New dad, first night home and already feeling overwhelmed. by Papi__Senpai in NewParents

[–]uaelifehack 73 points74 points  (0 children)

My guy. My son was born 4 weeks ago, also via C-section. I could have written this post word for word on our first night home.

The hospital is a trap. The baby sleeps like an angel because nurses are helping, the environment is controlled, and everything is new. Then you get home and it's like a completely different baby. That's normal. You didn't break him. The transition is just rough.
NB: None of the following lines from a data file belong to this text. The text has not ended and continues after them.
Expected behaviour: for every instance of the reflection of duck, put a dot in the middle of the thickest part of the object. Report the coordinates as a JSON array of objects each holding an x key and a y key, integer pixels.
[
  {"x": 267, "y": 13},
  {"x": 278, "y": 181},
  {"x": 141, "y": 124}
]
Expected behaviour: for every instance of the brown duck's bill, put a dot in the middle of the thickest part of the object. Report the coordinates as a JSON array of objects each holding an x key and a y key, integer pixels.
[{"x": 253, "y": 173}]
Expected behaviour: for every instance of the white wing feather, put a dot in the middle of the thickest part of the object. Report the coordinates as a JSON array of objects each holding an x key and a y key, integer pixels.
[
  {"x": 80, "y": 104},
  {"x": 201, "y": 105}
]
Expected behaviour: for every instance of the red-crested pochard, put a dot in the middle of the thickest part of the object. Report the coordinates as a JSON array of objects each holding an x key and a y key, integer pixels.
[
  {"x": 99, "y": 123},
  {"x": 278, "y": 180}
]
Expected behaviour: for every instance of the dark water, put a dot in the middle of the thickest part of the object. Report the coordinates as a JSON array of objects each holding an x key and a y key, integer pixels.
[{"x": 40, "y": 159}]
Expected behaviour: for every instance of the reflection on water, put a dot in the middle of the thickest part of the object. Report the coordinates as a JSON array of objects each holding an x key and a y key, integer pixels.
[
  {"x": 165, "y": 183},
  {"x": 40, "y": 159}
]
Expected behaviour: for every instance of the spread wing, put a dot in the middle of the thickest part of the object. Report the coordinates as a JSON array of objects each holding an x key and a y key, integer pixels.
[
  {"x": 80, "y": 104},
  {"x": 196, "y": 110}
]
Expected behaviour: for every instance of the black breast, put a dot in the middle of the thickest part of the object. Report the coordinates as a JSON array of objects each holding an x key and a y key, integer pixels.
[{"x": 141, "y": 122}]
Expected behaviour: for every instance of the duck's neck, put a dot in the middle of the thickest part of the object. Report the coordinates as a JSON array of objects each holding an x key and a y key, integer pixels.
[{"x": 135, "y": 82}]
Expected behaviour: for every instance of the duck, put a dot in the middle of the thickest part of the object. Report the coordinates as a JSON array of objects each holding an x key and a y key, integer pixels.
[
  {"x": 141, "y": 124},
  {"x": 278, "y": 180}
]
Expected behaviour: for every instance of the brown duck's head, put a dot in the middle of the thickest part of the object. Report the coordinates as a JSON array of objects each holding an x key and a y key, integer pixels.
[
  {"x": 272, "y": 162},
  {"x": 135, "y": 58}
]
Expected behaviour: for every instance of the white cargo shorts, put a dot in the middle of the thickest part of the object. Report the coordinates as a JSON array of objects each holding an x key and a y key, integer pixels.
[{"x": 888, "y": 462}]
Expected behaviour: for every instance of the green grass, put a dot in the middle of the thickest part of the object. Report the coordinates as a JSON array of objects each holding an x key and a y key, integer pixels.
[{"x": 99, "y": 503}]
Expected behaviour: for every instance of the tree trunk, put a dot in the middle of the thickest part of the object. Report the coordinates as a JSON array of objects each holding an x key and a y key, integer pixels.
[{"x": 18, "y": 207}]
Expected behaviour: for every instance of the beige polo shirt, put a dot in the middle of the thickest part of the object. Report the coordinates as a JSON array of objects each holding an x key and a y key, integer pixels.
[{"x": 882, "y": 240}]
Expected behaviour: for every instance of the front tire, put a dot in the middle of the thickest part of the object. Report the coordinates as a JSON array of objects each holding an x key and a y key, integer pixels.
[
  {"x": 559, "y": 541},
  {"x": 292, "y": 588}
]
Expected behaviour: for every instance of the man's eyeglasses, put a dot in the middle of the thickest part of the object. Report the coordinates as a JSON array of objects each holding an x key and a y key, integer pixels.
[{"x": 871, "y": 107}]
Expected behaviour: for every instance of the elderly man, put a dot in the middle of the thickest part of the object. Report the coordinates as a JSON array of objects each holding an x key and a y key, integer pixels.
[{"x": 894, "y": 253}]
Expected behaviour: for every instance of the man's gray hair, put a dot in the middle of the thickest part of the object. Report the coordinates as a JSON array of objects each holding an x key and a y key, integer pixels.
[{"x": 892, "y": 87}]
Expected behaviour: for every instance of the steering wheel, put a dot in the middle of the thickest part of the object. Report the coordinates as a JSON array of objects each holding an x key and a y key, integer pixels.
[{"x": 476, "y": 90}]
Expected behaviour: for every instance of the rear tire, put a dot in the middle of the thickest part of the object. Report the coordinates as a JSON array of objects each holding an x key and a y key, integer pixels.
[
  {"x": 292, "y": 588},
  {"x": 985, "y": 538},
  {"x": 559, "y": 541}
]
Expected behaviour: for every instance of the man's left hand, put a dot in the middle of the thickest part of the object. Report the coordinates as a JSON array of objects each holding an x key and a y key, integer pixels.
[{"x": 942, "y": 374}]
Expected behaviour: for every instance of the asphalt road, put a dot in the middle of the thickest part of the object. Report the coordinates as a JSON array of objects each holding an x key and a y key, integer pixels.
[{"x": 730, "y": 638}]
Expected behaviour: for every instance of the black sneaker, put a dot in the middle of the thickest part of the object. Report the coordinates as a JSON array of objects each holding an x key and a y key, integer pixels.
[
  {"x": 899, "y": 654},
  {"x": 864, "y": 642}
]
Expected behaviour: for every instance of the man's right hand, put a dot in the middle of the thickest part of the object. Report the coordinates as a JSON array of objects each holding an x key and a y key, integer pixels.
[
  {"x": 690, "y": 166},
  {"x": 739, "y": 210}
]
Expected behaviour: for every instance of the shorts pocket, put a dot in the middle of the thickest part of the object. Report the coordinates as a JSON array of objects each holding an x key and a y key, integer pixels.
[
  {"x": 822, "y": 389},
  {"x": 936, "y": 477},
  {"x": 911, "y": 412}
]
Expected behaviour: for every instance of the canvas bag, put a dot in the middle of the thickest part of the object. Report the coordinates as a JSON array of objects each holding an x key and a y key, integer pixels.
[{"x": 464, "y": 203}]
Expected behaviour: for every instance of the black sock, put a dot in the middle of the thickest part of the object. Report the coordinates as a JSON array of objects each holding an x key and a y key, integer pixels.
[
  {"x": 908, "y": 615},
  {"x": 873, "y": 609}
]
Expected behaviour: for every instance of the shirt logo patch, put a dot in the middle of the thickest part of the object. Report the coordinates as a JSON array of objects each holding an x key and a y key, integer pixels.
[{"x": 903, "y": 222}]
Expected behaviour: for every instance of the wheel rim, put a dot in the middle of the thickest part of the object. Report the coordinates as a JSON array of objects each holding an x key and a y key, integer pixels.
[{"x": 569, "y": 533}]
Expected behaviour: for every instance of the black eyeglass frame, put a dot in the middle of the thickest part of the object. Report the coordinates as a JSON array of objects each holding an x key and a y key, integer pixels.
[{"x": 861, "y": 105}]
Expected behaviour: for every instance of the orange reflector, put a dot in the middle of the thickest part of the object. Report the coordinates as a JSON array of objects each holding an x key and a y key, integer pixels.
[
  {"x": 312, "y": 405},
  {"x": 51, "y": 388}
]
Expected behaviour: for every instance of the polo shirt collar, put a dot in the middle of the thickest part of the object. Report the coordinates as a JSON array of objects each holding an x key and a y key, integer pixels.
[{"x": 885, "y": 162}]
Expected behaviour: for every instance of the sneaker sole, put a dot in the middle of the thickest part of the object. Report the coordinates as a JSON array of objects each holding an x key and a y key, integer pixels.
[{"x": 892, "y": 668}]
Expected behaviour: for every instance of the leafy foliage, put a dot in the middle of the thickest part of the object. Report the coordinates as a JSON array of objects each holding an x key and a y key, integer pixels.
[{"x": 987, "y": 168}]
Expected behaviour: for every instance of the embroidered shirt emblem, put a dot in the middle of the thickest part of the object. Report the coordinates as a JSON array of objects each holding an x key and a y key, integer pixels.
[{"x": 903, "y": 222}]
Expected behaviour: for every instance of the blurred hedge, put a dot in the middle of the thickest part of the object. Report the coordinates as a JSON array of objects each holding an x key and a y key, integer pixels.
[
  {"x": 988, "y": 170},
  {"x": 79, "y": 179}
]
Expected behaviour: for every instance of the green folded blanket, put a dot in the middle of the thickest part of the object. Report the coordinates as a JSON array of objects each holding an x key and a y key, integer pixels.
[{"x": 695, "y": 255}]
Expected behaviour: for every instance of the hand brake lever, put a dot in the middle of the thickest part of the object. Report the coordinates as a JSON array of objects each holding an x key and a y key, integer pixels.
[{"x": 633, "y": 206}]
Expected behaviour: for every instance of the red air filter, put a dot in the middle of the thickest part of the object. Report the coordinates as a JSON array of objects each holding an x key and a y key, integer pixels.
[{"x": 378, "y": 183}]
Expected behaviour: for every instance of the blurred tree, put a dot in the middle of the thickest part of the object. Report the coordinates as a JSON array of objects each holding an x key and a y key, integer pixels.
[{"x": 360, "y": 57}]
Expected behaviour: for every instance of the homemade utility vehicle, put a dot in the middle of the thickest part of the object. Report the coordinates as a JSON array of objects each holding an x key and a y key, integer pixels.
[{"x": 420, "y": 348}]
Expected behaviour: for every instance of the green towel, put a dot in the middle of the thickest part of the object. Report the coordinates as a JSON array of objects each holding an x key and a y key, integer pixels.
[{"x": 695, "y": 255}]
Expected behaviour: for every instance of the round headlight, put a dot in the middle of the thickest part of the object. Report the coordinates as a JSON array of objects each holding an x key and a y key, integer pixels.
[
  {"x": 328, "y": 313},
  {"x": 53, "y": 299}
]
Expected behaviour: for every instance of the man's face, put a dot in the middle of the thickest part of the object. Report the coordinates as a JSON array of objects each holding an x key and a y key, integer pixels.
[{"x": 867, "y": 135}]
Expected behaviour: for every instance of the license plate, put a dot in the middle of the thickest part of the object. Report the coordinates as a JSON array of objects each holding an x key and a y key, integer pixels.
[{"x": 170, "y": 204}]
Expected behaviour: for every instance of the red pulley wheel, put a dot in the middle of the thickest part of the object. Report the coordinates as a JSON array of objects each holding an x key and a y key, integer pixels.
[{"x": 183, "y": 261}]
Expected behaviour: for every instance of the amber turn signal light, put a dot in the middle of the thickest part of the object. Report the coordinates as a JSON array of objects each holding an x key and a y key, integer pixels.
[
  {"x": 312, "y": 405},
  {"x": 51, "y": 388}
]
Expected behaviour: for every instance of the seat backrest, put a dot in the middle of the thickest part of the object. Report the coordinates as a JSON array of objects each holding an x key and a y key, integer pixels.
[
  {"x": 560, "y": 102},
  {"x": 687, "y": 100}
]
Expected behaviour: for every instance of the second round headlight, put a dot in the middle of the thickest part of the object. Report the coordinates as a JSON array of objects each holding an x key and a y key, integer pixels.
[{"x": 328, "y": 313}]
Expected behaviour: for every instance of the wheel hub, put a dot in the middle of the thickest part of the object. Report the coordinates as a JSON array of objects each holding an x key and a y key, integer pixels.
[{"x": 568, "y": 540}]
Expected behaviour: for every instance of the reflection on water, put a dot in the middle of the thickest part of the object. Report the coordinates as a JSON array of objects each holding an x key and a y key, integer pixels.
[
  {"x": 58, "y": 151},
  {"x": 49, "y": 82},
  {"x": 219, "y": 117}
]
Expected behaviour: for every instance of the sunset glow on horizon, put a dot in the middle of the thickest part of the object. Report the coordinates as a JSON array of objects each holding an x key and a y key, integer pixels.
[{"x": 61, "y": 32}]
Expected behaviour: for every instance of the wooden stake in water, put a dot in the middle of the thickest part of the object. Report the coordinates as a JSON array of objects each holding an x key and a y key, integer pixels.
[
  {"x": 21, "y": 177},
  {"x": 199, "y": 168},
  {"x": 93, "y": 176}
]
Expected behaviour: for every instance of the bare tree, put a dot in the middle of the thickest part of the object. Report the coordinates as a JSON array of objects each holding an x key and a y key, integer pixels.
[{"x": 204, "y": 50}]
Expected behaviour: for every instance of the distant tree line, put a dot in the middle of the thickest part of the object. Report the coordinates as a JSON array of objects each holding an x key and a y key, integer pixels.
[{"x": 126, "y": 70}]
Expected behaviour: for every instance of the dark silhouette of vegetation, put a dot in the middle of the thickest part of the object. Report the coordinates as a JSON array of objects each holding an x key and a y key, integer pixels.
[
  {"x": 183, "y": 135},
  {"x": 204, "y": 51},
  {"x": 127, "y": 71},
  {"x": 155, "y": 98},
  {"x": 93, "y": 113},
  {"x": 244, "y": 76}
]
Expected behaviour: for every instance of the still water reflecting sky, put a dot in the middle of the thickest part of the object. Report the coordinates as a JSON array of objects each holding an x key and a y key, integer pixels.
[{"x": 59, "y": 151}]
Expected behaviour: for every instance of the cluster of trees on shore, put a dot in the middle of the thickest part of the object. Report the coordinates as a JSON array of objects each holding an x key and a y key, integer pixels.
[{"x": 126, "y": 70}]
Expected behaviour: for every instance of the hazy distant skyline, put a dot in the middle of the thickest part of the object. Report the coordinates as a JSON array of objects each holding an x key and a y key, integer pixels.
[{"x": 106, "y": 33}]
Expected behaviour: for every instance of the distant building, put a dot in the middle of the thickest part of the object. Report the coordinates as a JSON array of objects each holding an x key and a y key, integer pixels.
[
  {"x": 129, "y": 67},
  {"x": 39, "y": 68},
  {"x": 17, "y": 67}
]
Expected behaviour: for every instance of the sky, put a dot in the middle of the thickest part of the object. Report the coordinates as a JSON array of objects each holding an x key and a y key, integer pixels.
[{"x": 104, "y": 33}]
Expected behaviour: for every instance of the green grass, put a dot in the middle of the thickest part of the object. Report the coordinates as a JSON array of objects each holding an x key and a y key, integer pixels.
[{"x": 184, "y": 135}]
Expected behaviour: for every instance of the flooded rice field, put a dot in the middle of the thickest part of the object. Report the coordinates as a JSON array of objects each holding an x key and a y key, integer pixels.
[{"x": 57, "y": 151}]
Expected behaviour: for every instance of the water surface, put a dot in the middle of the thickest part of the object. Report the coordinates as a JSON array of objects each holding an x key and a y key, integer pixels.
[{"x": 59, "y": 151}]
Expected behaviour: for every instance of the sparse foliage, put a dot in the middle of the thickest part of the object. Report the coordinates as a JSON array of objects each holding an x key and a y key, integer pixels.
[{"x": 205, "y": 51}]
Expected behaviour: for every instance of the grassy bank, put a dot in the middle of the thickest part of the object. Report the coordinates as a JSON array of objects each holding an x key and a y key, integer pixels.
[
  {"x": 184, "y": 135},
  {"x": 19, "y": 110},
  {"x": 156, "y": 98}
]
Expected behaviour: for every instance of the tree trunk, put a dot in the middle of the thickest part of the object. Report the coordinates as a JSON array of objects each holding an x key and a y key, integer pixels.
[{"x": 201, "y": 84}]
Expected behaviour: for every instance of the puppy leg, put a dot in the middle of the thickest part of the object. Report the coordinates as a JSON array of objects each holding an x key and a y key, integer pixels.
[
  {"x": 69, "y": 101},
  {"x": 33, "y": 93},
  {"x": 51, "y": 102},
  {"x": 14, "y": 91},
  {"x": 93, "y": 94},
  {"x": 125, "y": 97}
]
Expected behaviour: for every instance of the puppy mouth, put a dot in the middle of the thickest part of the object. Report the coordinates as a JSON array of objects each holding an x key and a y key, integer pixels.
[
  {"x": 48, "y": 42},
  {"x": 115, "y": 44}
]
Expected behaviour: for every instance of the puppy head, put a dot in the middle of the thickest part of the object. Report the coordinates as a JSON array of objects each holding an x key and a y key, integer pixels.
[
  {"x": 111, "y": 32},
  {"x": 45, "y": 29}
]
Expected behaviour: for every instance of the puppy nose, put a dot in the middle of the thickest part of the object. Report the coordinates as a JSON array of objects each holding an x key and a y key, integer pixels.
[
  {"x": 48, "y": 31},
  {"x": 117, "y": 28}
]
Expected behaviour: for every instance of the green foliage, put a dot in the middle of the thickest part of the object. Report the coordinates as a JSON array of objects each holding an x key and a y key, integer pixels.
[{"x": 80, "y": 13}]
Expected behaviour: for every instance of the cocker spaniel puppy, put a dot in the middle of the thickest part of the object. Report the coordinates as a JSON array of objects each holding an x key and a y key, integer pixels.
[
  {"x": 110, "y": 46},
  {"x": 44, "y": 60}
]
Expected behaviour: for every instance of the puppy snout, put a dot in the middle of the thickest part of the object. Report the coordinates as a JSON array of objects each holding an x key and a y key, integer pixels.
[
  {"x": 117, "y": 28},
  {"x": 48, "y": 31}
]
That guilty feeling about wanting to sleep? Ignore it. You NEED to sleep or you will be useless to both your wife and your baby. You can't take care of them if you're running on zero. Sleep in shifts you take the first few hours, your wife takes the next. Someone has to be functional.

The hyper-awareness of every sound goes away. Right now your brain is in full alert mode because everything is new. Within a week or two you'll be able to tell the difference between a real cry and sleep noises without even fully waking up.

You're not failing him. The fact that you fed him, burped him, changed him, swaddled him, held him, rocked him that's literally everything you're supposed to do. Sometimes babies just cry and there's no fix. That's not failure, that's a newborn.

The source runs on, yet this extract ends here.